1) Identify the right angle in your triangle. This confirms that you will be able to use the sohcahtoa rule.
2) Identify your angle of interest. This will change which sides are opposite and adjacent.
Circled in red is the angle of interest. With this in hand we can now identify the legs of the triangle.
3) Identify your opposite and adjacent legs of the triangle.
The closest side is the adjacent side, labelled in pink, and the furthest side is the opposite, labelled in blue.
4) Using the sohcahtoa rule, set up a relationship using sin/cos/tan, the angle, and two of the adjacent/opposite/hypotenuse sides.

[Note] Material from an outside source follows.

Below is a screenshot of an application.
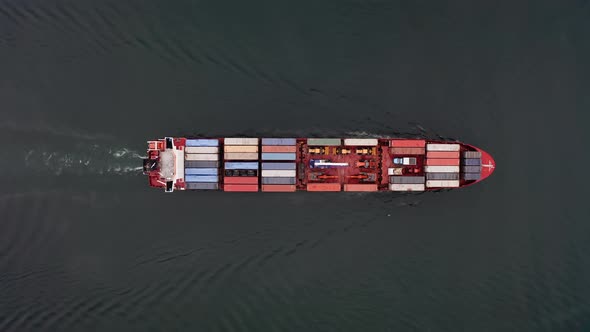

In this problem, the three critical components are the angle theta, the adjacent side and the hypotenuse. This means that cosine, e.g. cah of sohcahtoa, will be the key to solving the problem. It includes all 3 of the components we have in the problem.
5) Solve the equation for your desired variable.
Unlike last problem, we're calculating the cosine of an angle, remember to check if you're in radians or degrees mode!
6) Box your answer, you're done!
So with this, we solve for our hypotenuse of length 5. Very little surprise there. But it means that we were on the right track and are sure of our answer. How did you do? Was this problem quicker than the last? Do you feel more confident with the steps? Have you gained fluency? If the answer to any of those is yes you are certainly on the right track.